Sona's Blog

Life has become very busy. This space is for me to share my experiences, ramblings and quirkiness with anyone who cares to read them. I'd love to hear your thoughts, especially if you're someone I used to talk to a lot but have lost touch with. Enjoy!

Tuesday, March 08, 2005

The end of leisure.

WHOA! Quick updates: So I'm back in LA. Have been here for a week. Weather is GORGEOUS so Ive been taking advantage of it and staying active outdoors. Unfortunately, today is my last day of leisure. I didnt really really realize how leisurely my life has been the last few months. Granted, I did a ton of stuff...but I didn't really have to answer to anyone besides myself. WHat a wonderful feeling. I set my own schedule to do whatever I wanted. And now that's over. forever. how sad.
But i'm SO excited about starting work tomorrow. A little nervous and paranoid about psyching myself out, but excited nonetheless. I cant believe how well everything came together. Timing could not have been more perfect. This whole experience has made me learn a couple things: 1)Nothing is real. At all. EVERYTHING is subject to change. and 2)There has to be some order to the universe. I dunt know what...but there has to be something. and 3) The human body is a miraculous thing. That one is kind of random, but perhaps I'll get into that some other day.
My friend Bobby invited me to the ROTC navy ball which was super fun. It was a really mellow fun but a really cool experience. Mostly because Ive never been treated so courteously by a man. I dont know if that's good or bad but I didn't even know how to respond to it because it was so foreign to me. Not that I havent been treated well by men before...but it was a different, old fashioned sort of politeness that I'm just not accustomed to.
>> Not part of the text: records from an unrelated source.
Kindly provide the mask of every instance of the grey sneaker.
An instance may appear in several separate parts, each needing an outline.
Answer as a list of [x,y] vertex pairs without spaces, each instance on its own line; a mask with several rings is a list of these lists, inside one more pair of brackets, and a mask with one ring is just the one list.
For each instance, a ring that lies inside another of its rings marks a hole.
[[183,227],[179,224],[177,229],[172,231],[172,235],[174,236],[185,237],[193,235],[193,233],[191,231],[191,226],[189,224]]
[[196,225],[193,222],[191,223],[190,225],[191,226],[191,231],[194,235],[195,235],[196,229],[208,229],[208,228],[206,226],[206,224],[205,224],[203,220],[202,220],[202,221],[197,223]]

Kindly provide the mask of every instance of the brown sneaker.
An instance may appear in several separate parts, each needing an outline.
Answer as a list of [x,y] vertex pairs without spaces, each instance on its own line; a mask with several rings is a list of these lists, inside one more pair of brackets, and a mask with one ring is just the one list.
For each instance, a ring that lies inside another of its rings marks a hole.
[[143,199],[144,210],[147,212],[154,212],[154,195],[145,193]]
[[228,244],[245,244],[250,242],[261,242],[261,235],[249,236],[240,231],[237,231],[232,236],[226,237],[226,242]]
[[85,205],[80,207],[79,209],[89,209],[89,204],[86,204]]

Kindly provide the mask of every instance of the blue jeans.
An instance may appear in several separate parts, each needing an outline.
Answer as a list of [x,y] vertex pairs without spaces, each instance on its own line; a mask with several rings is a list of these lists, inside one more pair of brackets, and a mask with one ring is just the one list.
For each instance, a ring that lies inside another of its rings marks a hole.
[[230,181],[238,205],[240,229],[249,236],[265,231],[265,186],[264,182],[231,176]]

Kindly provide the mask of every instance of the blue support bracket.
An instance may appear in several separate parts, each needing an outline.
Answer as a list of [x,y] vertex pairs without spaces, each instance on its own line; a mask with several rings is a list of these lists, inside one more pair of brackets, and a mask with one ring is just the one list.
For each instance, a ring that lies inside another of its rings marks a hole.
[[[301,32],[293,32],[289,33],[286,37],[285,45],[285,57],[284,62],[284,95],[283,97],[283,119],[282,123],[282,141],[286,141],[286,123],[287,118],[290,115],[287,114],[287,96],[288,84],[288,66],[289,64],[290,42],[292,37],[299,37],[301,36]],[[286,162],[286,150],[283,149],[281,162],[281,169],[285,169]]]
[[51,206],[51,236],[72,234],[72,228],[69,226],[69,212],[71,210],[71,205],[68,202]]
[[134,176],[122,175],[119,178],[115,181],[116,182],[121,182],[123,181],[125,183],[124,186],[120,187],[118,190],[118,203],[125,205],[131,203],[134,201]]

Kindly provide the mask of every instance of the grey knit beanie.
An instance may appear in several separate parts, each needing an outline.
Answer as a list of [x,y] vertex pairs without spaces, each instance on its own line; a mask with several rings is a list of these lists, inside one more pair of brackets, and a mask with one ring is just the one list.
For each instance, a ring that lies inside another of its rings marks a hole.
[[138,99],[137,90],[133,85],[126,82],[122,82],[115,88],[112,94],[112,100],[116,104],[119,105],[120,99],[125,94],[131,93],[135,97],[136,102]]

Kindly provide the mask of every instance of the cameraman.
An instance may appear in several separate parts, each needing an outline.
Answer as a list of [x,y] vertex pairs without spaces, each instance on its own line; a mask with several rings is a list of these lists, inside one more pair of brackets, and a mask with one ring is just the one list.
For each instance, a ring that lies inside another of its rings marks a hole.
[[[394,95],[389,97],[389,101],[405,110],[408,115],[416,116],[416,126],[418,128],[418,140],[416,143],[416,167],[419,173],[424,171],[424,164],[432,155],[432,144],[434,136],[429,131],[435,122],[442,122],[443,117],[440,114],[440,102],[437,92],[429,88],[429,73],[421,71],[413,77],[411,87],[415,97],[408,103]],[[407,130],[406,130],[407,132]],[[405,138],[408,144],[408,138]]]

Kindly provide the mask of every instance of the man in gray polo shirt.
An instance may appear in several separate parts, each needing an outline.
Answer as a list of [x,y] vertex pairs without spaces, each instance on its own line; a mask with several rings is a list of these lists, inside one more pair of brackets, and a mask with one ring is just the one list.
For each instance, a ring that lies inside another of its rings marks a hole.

Being the way that I am, I think that if I was treated like that every day Id probably get annoyed and be adamant about doing things by myself. But for one night it was SO nice to have every door opened for me..and somebody just being like that.
I really miss my parents. Not that I'm not happy to be here, because I am..and it's been so wonderful seeing everyone and feeling young again (instead of feeling like a 50 year old indian person)...but when youre home, you're saturated in love. And I'm almost going through a withdrawal of that. I really do understand now why my parents must have felt so heartbroken when I left...I felt the same. But I'm glad to start this new part of my life.
Anyhoo...that's all out of my yapper...I think now that I start work I might have more time in front of a computer and might be able to sneak in some blogging..but I cant guarantee anything...and I probably dont want to get fired my first week!;)
Off I go to take a walk or something..ahh i love having nothing to do!!